Carl Fox’s “Rite of Passage” is through a deadly cave. There is nothing essentially mythos about this story though it is enjoyable.

R’lyeh is the setting for a south seas adventure in Mark Sims’ “Modu.” There is culture that has some elements of Polynesia but also some ancient swords of prophecy.

I did not like Mark Slade’s “Followers of Mogolith.” I don’t like stories that center on body fluids and or functions.

I also did not care for “The Voyage of the Clewtunt” by Sergio Palumbo and Ernesto Canepa. The story was originally in Italian and “edited” by Michele Dutcher. This story features not one but two plucky swordswomen. I am tired of swordswomen. It is such a tired cliché of fantasy fiction. It is truly a fantasy when one considers muscle strength and endurance when comparing man and woman.

Modern day Iraq and ISIS is the basis of “A Muezzin From the Tower of Darkness.” The story is jarring with the switch from swords to AK-47s. A sword is used for execution by the leader of the ISIS band. ISIS destroys an ziggurat and unleashes an ancient horror.

The other story to make use of Lovecraft’s prehistoric setting is Jason Scott Aiken’s “The Sword of Lomar.” It is Jason’s homage to Red Sonja with an aging New England woman remembering as Nuja of Lomar. There is some good action sequences and an ending leaving open the possibility of a sequel.

David Busboom’s “The Duellists” has an Arkham setting and appears to have the setting in the era of puffy shirts.

“The Thing in the Swamp” by Stephen Hernandez might be my favorite story in the book. This could have been played for laughs but the author wrote it seriously. A village hires the northern barbarian Vidric to kill a creature living in a swamp that is eating them.
Hernandez wisely put the monster front and center. A rule of fiction is if you are going to have a dinosaur or monster, making it the center of the story instead of window dressing. This story reminded me of something Gardner Fox could have written.

J. Stratton’s “The Worms Crawl In” is not so much a sword and sorcery story as a more traditional weird tale. The atmosphere reminds me of Henry Kuttner’s “Graveyard Rats.”

Lemuria is the setting for Craig Sawyer’s “The Lost Legion.” Five legionaries of the Turrisian Empire battle the serpent men. Some of the names make a reader wince such as the “Battle of Barbarica,” Pratorius, General Magnus Dux, a tribe called Barbars etc. The pseudo-Romanisms strain at the leash.

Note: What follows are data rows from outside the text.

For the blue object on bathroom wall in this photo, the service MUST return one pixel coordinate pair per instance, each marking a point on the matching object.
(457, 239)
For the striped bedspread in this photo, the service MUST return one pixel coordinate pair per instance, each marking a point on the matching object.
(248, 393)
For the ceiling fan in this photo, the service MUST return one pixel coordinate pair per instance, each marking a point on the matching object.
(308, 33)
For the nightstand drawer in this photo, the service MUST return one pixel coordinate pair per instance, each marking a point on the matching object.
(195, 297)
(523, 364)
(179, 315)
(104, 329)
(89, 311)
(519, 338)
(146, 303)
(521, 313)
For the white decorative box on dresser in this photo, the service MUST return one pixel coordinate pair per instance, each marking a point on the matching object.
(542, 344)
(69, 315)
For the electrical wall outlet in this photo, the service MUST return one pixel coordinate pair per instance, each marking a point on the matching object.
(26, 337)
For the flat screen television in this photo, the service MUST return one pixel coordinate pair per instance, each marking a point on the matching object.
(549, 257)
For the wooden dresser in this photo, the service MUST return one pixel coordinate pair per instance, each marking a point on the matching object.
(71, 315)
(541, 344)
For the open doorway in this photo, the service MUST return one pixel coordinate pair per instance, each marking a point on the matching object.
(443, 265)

“Where Gods Fear to Tread” by Benjamin Sperduto is another Moslem based story. The Cult of Tawil At ‘Umr. Is this something from one of the Chaosium games?

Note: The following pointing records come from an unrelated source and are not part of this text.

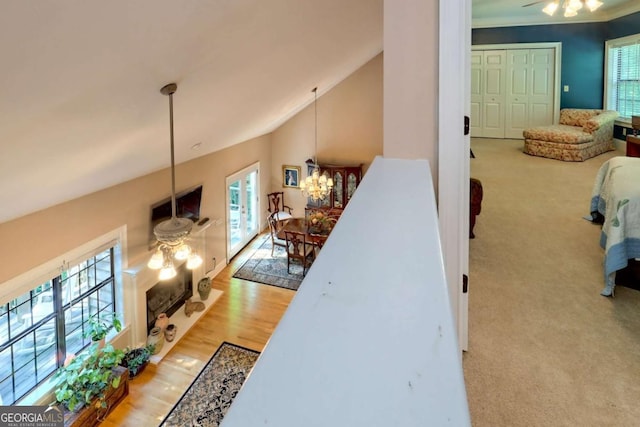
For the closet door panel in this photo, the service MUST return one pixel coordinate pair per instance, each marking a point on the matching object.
(517, 97)
(477, 73)
(542, 86)
(494, 94)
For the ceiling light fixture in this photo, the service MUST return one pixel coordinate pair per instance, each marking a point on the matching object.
(172, 233)
(571, 7)
(316, 186)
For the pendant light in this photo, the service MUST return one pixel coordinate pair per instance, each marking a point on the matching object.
(316, 186)
(172, 233)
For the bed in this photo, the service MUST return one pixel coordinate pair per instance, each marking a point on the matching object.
(616, 200)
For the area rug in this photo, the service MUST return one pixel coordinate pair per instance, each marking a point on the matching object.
(208, 398)
(263, 268)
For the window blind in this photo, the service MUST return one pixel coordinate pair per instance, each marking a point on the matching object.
(623, 92)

So, here you have a book of stories by writers who I don’t know (outside of Jason Aiken). I enjoy a fair amount of non-professional sword and sorcery. It can be clunky but I like the earnestness about it that is generally lacking in big publisher professional anthologies.

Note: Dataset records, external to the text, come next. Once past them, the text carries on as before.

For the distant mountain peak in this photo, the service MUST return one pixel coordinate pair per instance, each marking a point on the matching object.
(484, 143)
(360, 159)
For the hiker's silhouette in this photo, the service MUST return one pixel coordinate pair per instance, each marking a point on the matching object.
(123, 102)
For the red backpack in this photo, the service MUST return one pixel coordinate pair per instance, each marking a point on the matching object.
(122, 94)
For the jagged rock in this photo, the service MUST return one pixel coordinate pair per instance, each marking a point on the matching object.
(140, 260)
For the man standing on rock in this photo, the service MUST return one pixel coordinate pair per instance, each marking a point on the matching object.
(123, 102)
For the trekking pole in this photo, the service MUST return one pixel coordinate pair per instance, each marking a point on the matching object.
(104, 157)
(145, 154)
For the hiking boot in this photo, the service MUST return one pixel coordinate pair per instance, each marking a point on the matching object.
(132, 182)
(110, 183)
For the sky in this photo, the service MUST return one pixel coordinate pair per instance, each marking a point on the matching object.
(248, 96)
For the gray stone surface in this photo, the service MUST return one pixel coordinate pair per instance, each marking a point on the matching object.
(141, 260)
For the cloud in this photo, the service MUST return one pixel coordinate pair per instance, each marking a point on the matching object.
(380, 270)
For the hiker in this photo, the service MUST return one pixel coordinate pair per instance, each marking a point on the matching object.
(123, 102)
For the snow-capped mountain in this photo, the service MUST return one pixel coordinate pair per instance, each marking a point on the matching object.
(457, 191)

Reading this book made me think of what if this had been done in the 1970s? A D.A.W. paperback with stories by Brian Lumley, Ramsey Campbell, Gary Myers, Lin Carter, Manly Wade Wellman, Joseph Payne Brennan, Richard L. Tierney. A sort of sword action companion to Disciples of Cthulhu.

  • Ostar says:

    Tawil At ‘Umr is an Avatar of Yog-Sothoth, first mentioned by Lovecraft in “Through the Gates of the Silver Key”. He’s mentioned in “Call of Cthulhu”. His claim to fame seems to be that he’s one of the very few “benign” Great Old Ones – at least he doesn’t cause insanity when viewing hin.

    • Craig says:

      Thanks for reviewing,although I found it a little trite. What’s wrong with Romanisms? You make it sound like a disease. You do realize that the Turrisians nickname for the tribes were Barbars. AN INSULT Pratorius is no more ridiculous a name than Conan. How about talking about the story a little. I’m so tired of people being over intellectual when it comes to pulp. Its supposed to be fun.Have you written any shorts? I would love to read.

  • Morgan says:

    Thanks. It has been 32 years since I last read “Through the Gates of the Silver Key.” I would bet money Tawil At ‘Umr was a creation of E. Hoffmann Price and not Lovecraft.